Donaghy was born into an Irish family and grew up with his sister Patricia in the Bronx, New York, losing both parents in their early thirties.[1] He studied at Fordham University and did postgraduate work at the University of Chicago, where, at 25, he edited the Chicago Review. Donaghy commented: "I owe everything I know about poetry to the public library system (in New York City) and not to my miseducation at university [...] I mean, the Bronx, who knows, now it may be full of cappuccino bars and bookshops, but back in those days it wasn't. My parents would say something like 'go out and play in the burning wreckage until dinnertime' and I'd make a beeline for the library."[1] He founded the acclaimed Irish music ensemble Samradh Music and played the tin whistle, the bodhran and was a flute player of distinction, music echoing in the themes and forms of his writing.[1]
In 1985, he moved to just off Green Lanes in Harringay, north London to join his partner and fellow musician, Maddy Paxman, whom he married in 2003; their son, Ruairi Donaghy, was born in 1996.[2] He joined the London poetry workshop, founded by the Belfast poet Robert Greacen and later chaired by Matthew Sweeney, whose members included Vicki Feaver, Ruth Padel, Jo Shapcott, Maurice Riordan, Eva Salzman and Don Paterson.[1] Rapidly establishing himself on the poetry scene, he published his first full collection, Shibboleth, in 1988 - the title poem of which won second prize in the 1987 National Poetry Competition.

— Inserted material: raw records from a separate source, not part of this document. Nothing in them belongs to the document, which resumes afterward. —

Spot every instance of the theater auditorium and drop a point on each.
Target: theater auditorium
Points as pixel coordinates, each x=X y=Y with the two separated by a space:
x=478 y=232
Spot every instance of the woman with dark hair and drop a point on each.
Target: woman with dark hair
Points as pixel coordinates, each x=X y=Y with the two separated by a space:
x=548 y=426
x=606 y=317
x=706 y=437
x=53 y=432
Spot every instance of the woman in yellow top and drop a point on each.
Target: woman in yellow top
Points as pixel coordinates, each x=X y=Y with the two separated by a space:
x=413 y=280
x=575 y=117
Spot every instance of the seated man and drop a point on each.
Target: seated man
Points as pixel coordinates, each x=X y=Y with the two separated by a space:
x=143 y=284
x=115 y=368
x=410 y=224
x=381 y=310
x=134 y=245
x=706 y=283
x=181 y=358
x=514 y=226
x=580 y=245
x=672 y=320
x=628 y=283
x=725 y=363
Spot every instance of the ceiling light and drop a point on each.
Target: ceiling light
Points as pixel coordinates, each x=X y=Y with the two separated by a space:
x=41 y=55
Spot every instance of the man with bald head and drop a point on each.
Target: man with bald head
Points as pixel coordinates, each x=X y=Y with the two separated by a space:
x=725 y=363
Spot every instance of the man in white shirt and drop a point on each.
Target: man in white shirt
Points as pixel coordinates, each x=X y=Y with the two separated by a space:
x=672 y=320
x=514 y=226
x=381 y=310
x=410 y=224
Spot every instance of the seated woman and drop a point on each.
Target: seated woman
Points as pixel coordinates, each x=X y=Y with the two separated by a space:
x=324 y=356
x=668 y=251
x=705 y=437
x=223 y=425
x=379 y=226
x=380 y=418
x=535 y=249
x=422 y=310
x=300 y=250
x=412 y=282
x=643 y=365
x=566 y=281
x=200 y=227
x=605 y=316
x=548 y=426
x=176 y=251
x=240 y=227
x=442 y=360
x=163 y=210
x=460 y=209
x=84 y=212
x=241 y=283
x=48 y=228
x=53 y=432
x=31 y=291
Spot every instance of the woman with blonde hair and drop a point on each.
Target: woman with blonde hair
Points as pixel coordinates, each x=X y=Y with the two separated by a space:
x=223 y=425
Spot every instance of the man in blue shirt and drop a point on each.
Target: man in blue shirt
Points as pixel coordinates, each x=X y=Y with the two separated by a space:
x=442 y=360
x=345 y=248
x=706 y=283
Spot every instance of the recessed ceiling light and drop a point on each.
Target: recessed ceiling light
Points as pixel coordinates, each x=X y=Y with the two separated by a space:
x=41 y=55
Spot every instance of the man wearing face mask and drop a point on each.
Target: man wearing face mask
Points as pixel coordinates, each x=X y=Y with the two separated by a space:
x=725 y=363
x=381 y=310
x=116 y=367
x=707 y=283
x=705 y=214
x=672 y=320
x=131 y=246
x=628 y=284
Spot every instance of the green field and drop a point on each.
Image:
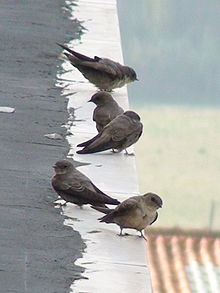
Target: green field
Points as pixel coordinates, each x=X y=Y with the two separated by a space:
x=178 y=157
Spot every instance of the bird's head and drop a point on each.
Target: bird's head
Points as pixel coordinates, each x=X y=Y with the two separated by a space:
x=63 y=167
x=153 y=200
x=132 y=115
x=101 y=98
x=130 y=73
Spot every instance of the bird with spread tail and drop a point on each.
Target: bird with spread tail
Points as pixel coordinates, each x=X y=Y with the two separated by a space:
x=106 y=109
x=73 y=186
x=104 y=73
x=136 y=212
x=122 y=132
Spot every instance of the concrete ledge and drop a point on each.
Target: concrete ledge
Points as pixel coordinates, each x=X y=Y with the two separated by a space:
x=113 y=263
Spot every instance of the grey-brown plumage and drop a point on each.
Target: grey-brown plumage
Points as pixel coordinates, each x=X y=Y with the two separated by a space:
x=104 y=73
x=106 y=109
x=136 y=212
x=73 y=186
x=119 y=134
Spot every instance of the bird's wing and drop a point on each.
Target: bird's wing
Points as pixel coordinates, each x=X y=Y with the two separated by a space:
x=154 y=218
x=99 y=143
x=83 y=193
x=126 y=207
x=101 y=116
x=78 y=55
x=101 y=67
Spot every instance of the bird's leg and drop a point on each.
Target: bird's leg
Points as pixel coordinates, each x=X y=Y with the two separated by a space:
x=142 y=235
x=127 y=153
x=114 y=151
x=61 y=204
x=121 y=234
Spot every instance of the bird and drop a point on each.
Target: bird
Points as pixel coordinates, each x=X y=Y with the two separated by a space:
x=119 y=134
x=106 y=109
x=136 y=212
x=73 y=186
x=104 y=73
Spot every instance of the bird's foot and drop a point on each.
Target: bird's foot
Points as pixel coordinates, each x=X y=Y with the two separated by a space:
x=127 y=153
x=60 y=204
x=142 y=236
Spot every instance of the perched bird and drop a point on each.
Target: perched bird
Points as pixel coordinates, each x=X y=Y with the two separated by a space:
x=104 y=73
x=106 y=109
x=119 y=134
x=75 y=187
x=136 y=212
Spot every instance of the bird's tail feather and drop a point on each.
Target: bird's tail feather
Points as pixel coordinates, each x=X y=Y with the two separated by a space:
x=88 y=142
x=103 y=210
x=98 y=145
x=76 y=54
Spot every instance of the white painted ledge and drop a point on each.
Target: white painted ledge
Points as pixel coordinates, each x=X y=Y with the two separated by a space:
x=113 y=264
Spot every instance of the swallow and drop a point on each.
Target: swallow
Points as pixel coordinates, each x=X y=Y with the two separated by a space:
x=136 y=212
x=122 y=132
x=104 y=73
x=73 y=186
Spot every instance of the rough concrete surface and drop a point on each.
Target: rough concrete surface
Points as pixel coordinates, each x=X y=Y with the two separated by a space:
x=37 y=251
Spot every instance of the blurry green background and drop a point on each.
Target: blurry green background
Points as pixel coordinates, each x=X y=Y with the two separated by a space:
x=174 y=47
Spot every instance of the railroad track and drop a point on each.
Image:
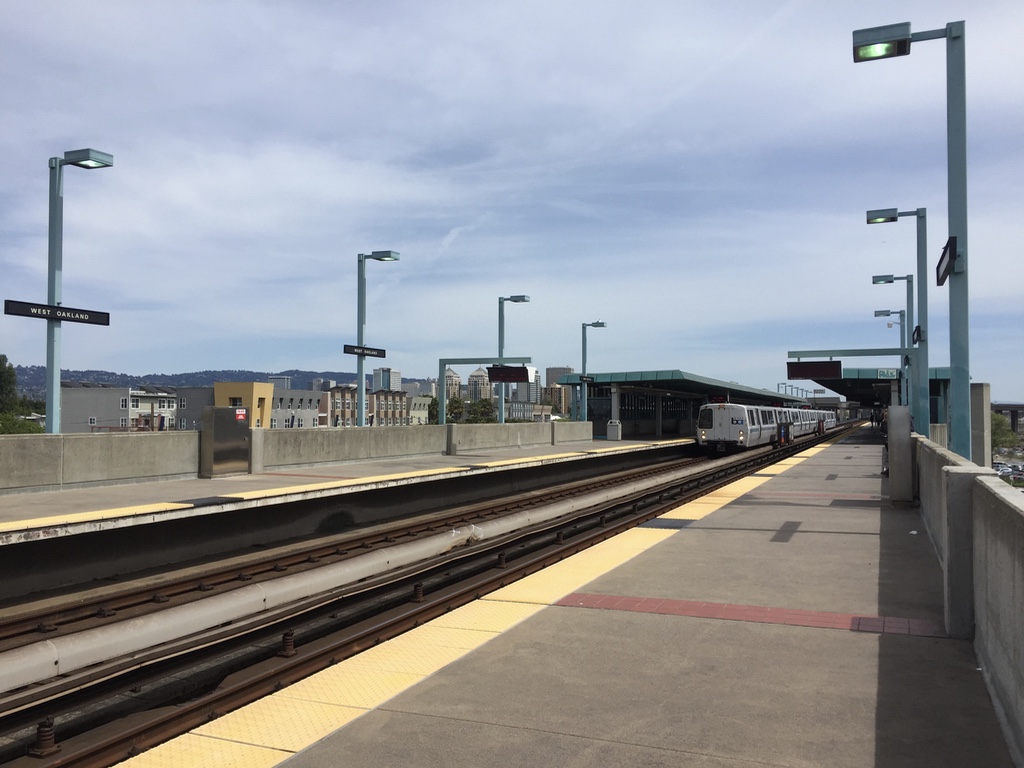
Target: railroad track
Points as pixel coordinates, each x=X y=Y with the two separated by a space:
x=132 y=701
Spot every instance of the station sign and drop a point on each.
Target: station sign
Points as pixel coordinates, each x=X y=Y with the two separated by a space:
x=816 y=370
x=947 y=261
x=365 y=351
x=55 y=311
x=508 y=374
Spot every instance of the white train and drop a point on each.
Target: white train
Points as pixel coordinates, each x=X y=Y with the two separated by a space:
x=727 y=426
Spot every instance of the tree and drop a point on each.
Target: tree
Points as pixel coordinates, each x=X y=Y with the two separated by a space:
x=453 y=410
x=1003 y=435
x=12 y=424
x=8 y=386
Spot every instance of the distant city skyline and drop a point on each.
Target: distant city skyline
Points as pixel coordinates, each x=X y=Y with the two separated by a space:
x=674 y=170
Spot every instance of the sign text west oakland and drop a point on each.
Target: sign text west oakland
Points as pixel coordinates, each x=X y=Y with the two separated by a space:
x=53 y=311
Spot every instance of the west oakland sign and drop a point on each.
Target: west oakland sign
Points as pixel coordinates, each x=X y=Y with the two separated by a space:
x=55 y=311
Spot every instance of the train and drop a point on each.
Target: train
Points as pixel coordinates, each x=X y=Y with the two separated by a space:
x=726 y=427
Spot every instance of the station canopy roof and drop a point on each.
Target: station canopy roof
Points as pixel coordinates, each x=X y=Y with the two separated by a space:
x=685 y=385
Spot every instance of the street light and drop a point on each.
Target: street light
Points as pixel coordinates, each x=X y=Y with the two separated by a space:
x=918 y=384
x=895 y=40
x=360 y=322
x=583 y=384
x=517 y=299
x=904 y=389
x=83 y=159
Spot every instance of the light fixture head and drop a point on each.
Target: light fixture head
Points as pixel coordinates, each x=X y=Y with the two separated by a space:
x=88 y=159
x=882 y=216
x=882 y=42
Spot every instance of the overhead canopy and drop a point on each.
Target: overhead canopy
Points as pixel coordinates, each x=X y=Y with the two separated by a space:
x=682 y=384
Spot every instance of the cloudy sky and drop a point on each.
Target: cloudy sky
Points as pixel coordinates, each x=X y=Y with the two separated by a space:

Errata followed in 1993, and Conjure in 2000. Recognition came in the form of the Geoffrey Faber and Cholmondeley awards and the Whitbread and Forward prizes, among others. In 2003, he teamed up with Cyborg scientist Kevin Warwick and wrote Grimoire.[3] He continued to play in various Irish music groups, as well as the early line-up of Lammas, the jazz/traditional crossover band led by Tim Garland and poet Don Paterson.[2] He was a creative writing tutor for the Arvon Foundation and the Poetry Society and later ran an extension course for City University London, as well as teaching poetry classes at Birkbeck College, London, which awards an annual prize in his name. He wrote and reviewed for Poetry Review, Poetry, The New Yorker and The Times Literary Supplement.[1] His poetry, influential to a younger generation of poets, is noted for its metaphysical elegance and playfulness, and his skillful use of form.
He died suddenly of a brain haemorrhage on September 16, 2004.[1][2] David Wheatley wrote in The Guardian: "The death of Michael Donaghy in 2004 at the age of 50 has been one of the most deeply felt losses to the poetry world in recent years. Not since Sylvia Plath almost half a century ago had an American poet living in Britain so decisively entered the bloodstream of his times."[4] The Times described him as "one of the most widely respected figures on the British poetry scene and a fierce defender of poetry as a source of pleasure and truth."[1] His fourth collection Safest was published posthumously in 2005 and a prose collection The Shape of the Dance in 2009.[4]